In the world of Baptist higher education in the South, the partial or entire loss of Christian mission of so many Baptist universities cannot be fully explained by these broader national trends. The pressures of resurgent Baptist political-religious conservatism, especially in the denominational wars of the 1980s and 1990s, helped to drive many Baptist schools not just out of the reach of conservative Baptists, but right out of Christian identity as well.
There is a tragic dimension here. Think it all the way through: Schools that were founded by Baptists, to educate Baptists, and that still had a large number of Baptist students, faculty, and staff, believed it was necessary to abandon any official Baptist mission, identity or affiliation — all because of the pressures imposed by certain kinds of Baptists who did not think that the schools were Baptist enough. The result in many cases was that the schools eventually stopped being not just Baptist but Christian altogether.
The critics got exactly the opposite of what they wanted.
All of this dovetailed with broader national trends toward culture wars and “red-state”/“blue state” polarization beginning in the 1980s.
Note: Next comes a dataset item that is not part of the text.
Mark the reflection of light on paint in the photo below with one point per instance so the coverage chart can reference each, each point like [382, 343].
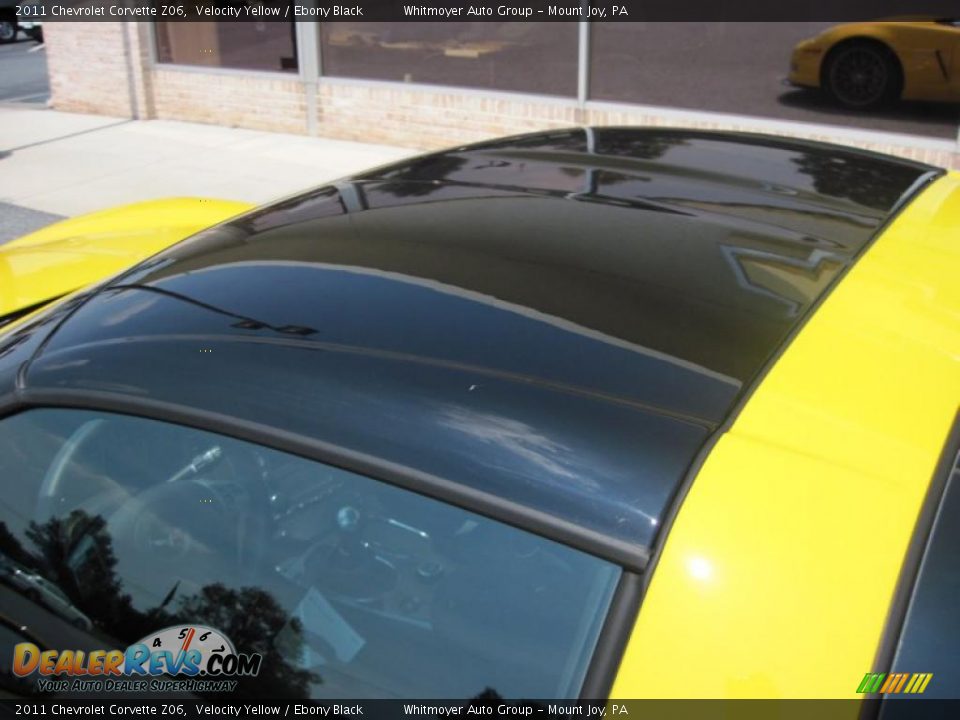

The result, I think, is that today there are two main kinds of fully, partially or formerly Baptist schools in the South.
“Red” Baptist schools retain a strong Baptist Christian identity involving considerable fusion of religious and political conservatism. Their upside is clarity and internal unity about mission and identity; their downside can be a tendency toward a narrow ethos and subtle encroachments on academic and personal freedoms. Many students graduate with robust faith, while some are driven away from Christ because of the religious-political narrowness associated with Christianity on those campuses.
“Blue” Baptist schools gradually abandon or weaken their Baptist Christian identity because they fear that to be robustly Baptist or Christian would mean that religious and political conservatism would hijack their mission. Their upside is a broad ethos and expansive academic and personal freedoms (except for where rigid liberal orthodoxies prevail); their downside can be a lack of clarity about their mission, and many missed opportunities to help impressionable young students bring a robust Christian faith with them into adult life.
I believe that among these “blue” schools that have in some way retained their Baptist Christian identity there is today an opportunity to reclaim, redefine and strengthen it.
One option is to coalesce around a Jesus-following, Kingdom-of-God focused, politically independent, Matthew 25 kind of mission. They can graduate students passionate about loving, serving and advancing justice alongside the abused, abandoned and despised of this world — the way that Jesus did. Such a mission will find many eager takers among this generation of students. It already does.